Маленький повод для гордости: целиком номер она набрала лишь раз. В конце марта, когда дни стали длиннее, она впервые вывела Марка прогулку. Они прошлись по территории больницы; Марк так сосредоточился на ходьбе, что Карин не удалось его ни разу отвлечь. Воздух полнился жужжанием первых весенних насекомых. Жухли зимние акониты, и пробивались сквозь снежные покровы крокусы и нарциссы. В небе пролетел белолобый гусь. Марк вскинул голову. Птицу он не увидел, но когда опустил взгляд, на лице вспыхнуло воспоминание. Он расплылся в улыбке – так широко не улыбался со смерти отца. Рот приоткрылся, губы готовились произнести слово «гусь». Она побуждала его выговорить слово, торопя прикосновениями и взглядом.

– Г-г-господи Исусе. Черт бы его побрал. Черт твою мать сука. Пошел ты на большую задницу, – выдал он с торжествующей улыбкой.

Карин ахнула и отстранилась; и Марк поник. Поборов подступающие к глазам слезы, она взяла его за руку с напускным спокойствием и повела обратно к зданию больницы.

– Это был гусь, Марк. Ты же помнишь их. Ты и сам как глупый гусеныш.

– Черт, дерьмо, моча, – говорил он нараспев, уставившись на свои шаркающие по дорожке ноги.

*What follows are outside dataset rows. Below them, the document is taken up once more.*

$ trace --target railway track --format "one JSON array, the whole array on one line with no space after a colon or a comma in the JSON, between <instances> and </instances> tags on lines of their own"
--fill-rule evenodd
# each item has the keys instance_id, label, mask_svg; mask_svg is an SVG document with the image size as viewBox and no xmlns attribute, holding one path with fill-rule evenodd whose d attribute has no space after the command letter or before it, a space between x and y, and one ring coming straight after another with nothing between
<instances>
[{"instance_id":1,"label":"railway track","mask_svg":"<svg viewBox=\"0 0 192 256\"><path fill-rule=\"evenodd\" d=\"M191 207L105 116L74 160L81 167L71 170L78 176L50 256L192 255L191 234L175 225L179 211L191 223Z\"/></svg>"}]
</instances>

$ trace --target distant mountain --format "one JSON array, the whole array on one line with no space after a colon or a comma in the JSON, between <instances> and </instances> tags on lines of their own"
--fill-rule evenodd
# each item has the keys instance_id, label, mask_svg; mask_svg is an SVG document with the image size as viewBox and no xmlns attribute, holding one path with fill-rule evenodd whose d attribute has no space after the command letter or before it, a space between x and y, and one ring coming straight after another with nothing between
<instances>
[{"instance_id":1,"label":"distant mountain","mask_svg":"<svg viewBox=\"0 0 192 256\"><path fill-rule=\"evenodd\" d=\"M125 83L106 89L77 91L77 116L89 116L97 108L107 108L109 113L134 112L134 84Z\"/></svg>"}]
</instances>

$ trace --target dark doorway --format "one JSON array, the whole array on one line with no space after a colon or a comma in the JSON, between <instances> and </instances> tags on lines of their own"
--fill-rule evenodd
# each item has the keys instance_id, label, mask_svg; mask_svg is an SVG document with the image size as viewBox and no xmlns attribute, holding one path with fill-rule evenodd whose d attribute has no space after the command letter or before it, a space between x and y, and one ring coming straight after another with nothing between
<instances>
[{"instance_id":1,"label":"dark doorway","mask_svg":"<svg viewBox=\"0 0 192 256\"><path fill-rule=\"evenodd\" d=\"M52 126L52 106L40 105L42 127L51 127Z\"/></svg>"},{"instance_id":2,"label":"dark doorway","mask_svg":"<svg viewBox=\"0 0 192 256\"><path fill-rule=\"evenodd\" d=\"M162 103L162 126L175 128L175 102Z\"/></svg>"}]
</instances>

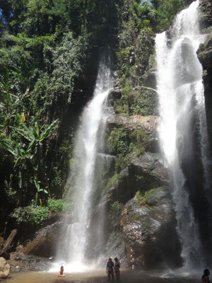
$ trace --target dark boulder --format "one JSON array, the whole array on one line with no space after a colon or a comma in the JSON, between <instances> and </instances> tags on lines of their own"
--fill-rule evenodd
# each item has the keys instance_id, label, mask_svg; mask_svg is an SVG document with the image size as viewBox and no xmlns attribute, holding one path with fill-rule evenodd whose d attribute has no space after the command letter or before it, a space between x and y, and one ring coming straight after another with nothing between
<instances>
[{"instance_id":1,"label":"dark boulder","mask_svg":"<svg viewBox=\"0 0 212 283\"><path fill-rule=\"evenodd\" d=\"M121 220L129 265L139 268L179 265L180 246L175 224L167 188L153 189L143 196L137 194L129 200Z\"/></svg>"}]
</instances>

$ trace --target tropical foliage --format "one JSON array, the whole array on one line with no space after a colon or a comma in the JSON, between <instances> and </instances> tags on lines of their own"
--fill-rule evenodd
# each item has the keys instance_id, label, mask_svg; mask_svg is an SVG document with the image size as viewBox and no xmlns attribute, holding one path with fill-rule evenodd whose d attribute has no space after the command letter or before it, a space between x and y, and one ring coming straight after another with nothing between
<instances>
[{"instance_id":1,"label":"tropical foliage","mask_svg":"<svg viewBox=\"0 0 212 283\"><path fill-rule=\"evenodd\" d=\"M49 209L63 209L55 202L103 46L114 51L122 89L115 111L155 113L155 93L142 88L153 67L154 33L189 2L0 0L0 227L11 211L16 219L37 224ZM123 129L111 133L116 173L126 154L142 154L144 145L136 144L145 139Z\"/></svg>"}]
</instances>

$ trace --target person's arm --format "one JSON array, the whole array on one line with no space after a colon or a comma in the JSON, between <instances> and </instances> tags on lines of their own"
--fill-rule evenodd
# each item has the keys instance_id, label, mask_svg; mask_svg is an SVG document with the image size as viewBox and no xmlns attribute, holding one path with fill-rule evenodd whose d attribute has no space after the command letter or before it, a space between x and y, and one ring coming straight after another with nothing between
<instances>
[{"instance_id":1,"label":"person's arm","mask_svg":"<svg viewBox=\"0 0 212 283\"><path fill-rule=\"evenodd\" d=\"M209 282L209 278L208 276L204 276L203 279L203 282L204 283L208 283Z\"/></svg>"}]
</instances>

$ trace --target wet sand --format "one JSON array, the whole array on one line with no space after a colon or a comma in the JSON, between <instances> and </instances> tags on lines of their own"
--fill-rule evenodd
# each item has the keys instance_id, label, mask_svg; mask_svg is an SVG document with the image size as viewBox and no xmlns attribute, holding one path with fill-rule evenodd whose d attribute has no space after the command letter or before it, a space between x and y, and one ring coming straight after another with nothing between
<instances>
[{"instance_id":1,"label":"wet sand","mask_svg":"<svg viewBox=\"0 0 212 283\"><path fill-rule=\"evenodd\" d=\"M58 277L57 274L53 272L20 272L11 273L10 277L4 282L6 283L108 282L105 271L65 274L65 277ZM191 277L163 277L147 272L129 270L121 270L121 279L119 281L120 283L199 283L200 282L200 279Z\"/></svg>"}]
</instances>

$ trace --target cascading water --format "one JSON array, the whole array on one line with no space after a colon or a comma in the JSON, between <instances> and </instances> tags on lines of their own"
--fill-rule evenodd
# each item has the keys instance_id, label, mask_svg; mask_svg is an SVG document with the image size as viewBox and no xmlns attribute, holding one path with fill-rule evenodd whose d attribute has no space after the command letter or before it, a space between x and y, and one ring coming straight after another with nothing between
<instances>
[{"instance_id":1,"label":"cascading water","mask_svg":"<svg viewBox=\"0 0 212 283\"><path fill-rule=\"evenodd\" d=\"M199 33L198 6L199 1L193 2L177 15L171 34L158 34L155 40L161 147L170 173L185 268L200 267L204 260L195 214L198 194L199 197L202 194L198 171L203 171L205 190L210 182L202 68L196 54L204 41Z\"/></svg>"},{"instance_id":2,"label":"cascading water","mask_svg":"<svg viewBox=\"0 0 212 283\"><path fill-rule=\"evenodd\" d=\"M59 244L57 255L58 261L65 261L69 272L88 268L86 250L90 238L93 235L98 235L98 238L102 235L100 225L96 225L95 231L91 231L90 225L95 209L98 149L101 147L106 122L103 114L113 83L111 69L110 57L105 53L100 62L93 98L84 109L75 141L71 186L65 194L66 198L73 200L73 216L71 224L67 224L68 220L64 221L66 228L61 234L65 241Z\"/></svg>"}]
</instances>

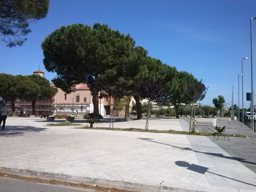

Все это говорил не он; за него говорил поврежденный мозг. Это просто набор звуков, все бессмысленное и подавленное, выуженное на поверхность травмой. Он не специально ее обругал. Так она твердила себе всю обратную дорогу в Фэрвью. Но в заверения верилось с трудом. Все надежды, что придавали силы в последние недели, растворились в потоке бранных издевок. В кромешной тьме она на ощупь дошла до «Хоумстара». Переступив порог, первым делом шагнула к телефону и набрала номер Роберта Карша. Оступилась и сошла со стабильной дорожки к независимости, по который следовала уже много лет.

Трубку взяла девочка. Лучше уж она, чем ее старший брат. Девочка выдала протяжное «А-а-алло-о-о». Ей же семь лет. Почему семилетняя девочка отвечает так поздно на звонки? Как такое родители позволяют?

Карин выудила из недр памяти имя.

– Эшли?

– Да-а-а! – ответил тоненький голосок доверчивым, мультяшным тоном.

Остин и Эшли – такие имена детей на всю жизнь травмировать могут. Карин повесила трубку и безотчетно набрала другой номер – тот, по которому намеревалась позвонить уже несколько недель.

Когда он поднял трубку, она сказала:

– Дэниел.

После затянувшейся паузы Дэниел Ригель ответил:

– Это ты.

Карин затопило неимоверным облегчением, и она сразу пожалела, что не позвонила раньше. Может, он помог бы ей сразу, прямо в ночь аварии. Он знал Марка. Настоящего, доброго Марка. С ним можно было поговорить как о прошлом, так и будущем.

– Где ты сейчас? – спросил Дэниел.

Карин, к своему ужасу, хихикнула и тут же постаралась взять себя в руки.

– Здесь. В смысле, в Фэрвью.

– Ради брата, – сказал Дэниел голосом биолога. Тем же, что рассказывал о живности, которую легко спугнуть.

Словно прочитал ее мысли. Но потом Карин вспомнила: городок-то маленький. Она поддалась заданным мягким голосом вопросам и почувствовала ни с чем несравнимое освобождение, давая ответы. Ее бросало из крайности в крайность: Марку с каждым часом все лучше – он совсем худ, абсолютно беспомощен. Мышление у него в порядке, он опознает предметы и даже говорит – мысленно он еще в перевернутой машине, ходит, как дрессированный медведь, и болтает, как попугай-извращенец. Дэниел спросил, как она сама. В норме, учитывая все обстоятельства. Устала, конечно, но все образуется. «Но без помощи долго не протяну», – сквозило в ее тоне.